Don’t try to be a hero, because your odds of pulling it off are not good, even if you are as athletic and adrenaline-charged as Blake Broussard was that day. This is the sort of gig Chuck Norris’s stuntman would need three takes to get right. Somehow, Blake nailed it on the first try.

“That was a one-of-one. I don’t know if given the same situation that I could have done that twice,” he says. “If you find yourself in the situation that I found myself in and you can think of anything other than jumping back into your own boat, you should probably do that.”

The more he replayed the accident in his mind, the more convinced Blake became that no one should ever find themselves in that situation. Everyone makes mistakes. Even the best drivers misjudge a turn now and then. That’s why trucks come with seatbelts, and bass boats are equipped with engine cut-off switches, also known as kill switches.

“The kill switch is something that you should never, ever actually have to use, but it’s there such that when you do need it, it deploys properly. And that means it needs to be connected to your body and not taken for granted,” says Clay, who’s been sharing that kind of fatherly advice in deer stands and around fishing holes since Blake was a boy.

“He taught me everything I know about fishing and hunting and things of that nature—general being a man type stuff,” Blake says. Being a man also means helping others and owning up to your mistakes, and in the months after the accident Blake began to think it was his responsibility to share the video, just as stopping the boat had been.
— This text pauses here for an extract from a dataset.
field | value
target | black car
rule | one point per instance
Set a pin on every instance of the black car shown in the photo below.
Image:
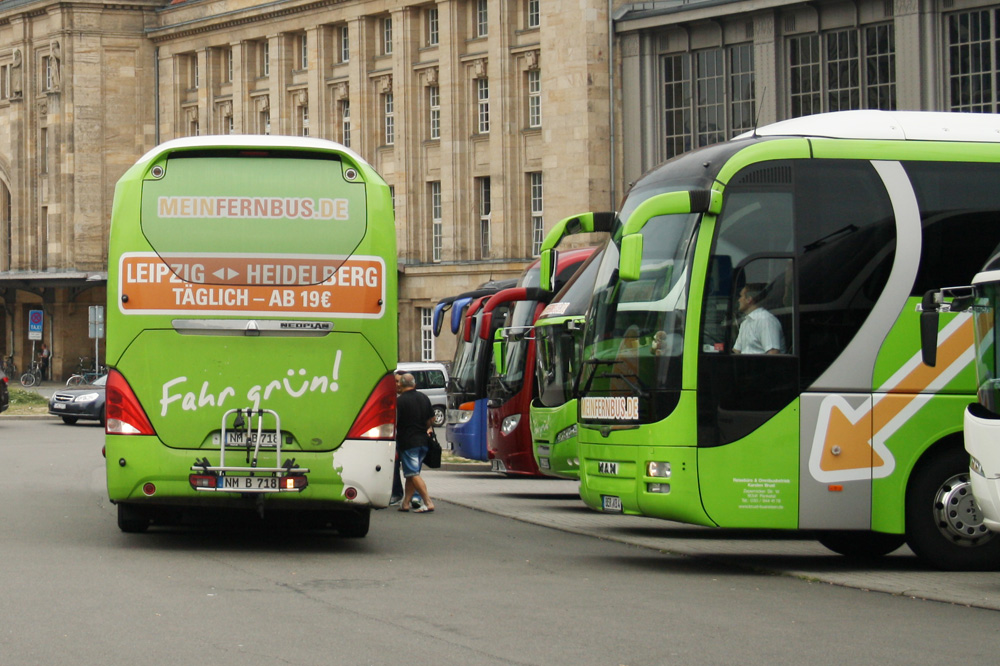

In some ways, it takes just as much courage to post a video like that to the internet as it does to wrangle a runaway bass boat. So Blake took his time.

“It took me a year and a lot of encouragement from a lot of people to post that video because I was I was fearful of the negative feedback that I would get,” Blake says. There was some of that in the online comments, but the overwhelming response was from fellow boaters praising him for sharing a lesson he’d learned the hard way. For Blake, that was reward enough.

“I just hope that maybe there’s that one guy that reminds his young son to put that life jacket on or put that kill switch on because of this. And he can visually show his son or his friend or even himself that this could happen to anybody.”